Çocuğun sesi okadar boğuktu ki, kalbim daha hızlı çarpmaya başlamıştı.
-N-neden bahsediyorsun?
-Dan, korkunç bir sesle gülerken, kollarındaki kesik izlerini fark etmiştim. Bileklerinden, omuzlarına kadar kesilmiş izler fark edilecek kadar ürkütücü görünüyordu. Sanırım bunlar bir tür jilet izleriydi. Suratımı ekşitmenin ardından, Dan'in kollarına ne olduğunu sordum. Fakat çocuk, tepkisizlikle kutsanmış suratını çevirmiyordu bile. Masada duran kadın fotoğrafını gözlerime tutmuştu. Çocuğun gizemli bakışlarını kavramaya çabalarken, dudaklarını aralamıştı.

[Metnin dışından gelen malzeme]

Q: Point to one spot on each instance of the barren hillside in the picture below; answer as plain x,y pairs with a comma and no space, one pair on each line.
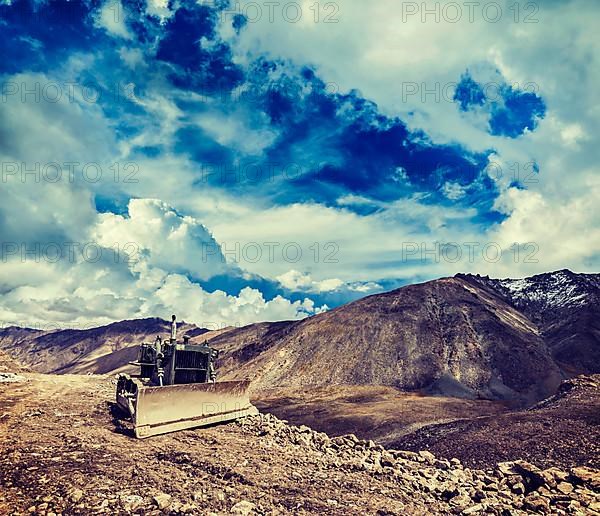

- Bak, bu kadını tanıdın mı ?
-Ah, h-hayır.?
-Tanımazsın tabi.
-Buda kim?
-Maria Jones. Paranormal olaylar ile ilgilenen dedektif kadın. Hayatımda dikkatimi çeken tek seksi kadındı. Fakat BAK , O ŞİMDİ ÖLÜ.
Çocuğun, tavırları usulca korkmama sebep oluyordu. Maria Jones'i hatırlıyordum. Fakat öldürüldüğüne inanamamıştım.
-Ama katili kim!?
-Katili mi kim , Aptal kız .
-Ş-şey...
-Lanetli ruhlar onu çekemiyordu. Rahatsız oluyorlardı. Çünkü aptal insanlar onları rahat bırakmıyordu.
-Anlamıyorum Dan! Neden bahsediyorsun ?
-Siz insanlar hiçbir şey anlamayacaksınız. Şimdi, git buradan ve işime burnunu sokma .
-Da...
-GİT !Anlamsız sorunların ardından, merdivenlerden inerken aklıma takılıyordu. Gerçekten, ruhlar gerçek miydi? ve gerçekten Maria Jones'un ölümüne sebep olan lanetli ruhlar mıydı?
Bayan Voorhes, cam kenarında kahvesini yudumlarken, başını hışımla suratıma çevirmişti.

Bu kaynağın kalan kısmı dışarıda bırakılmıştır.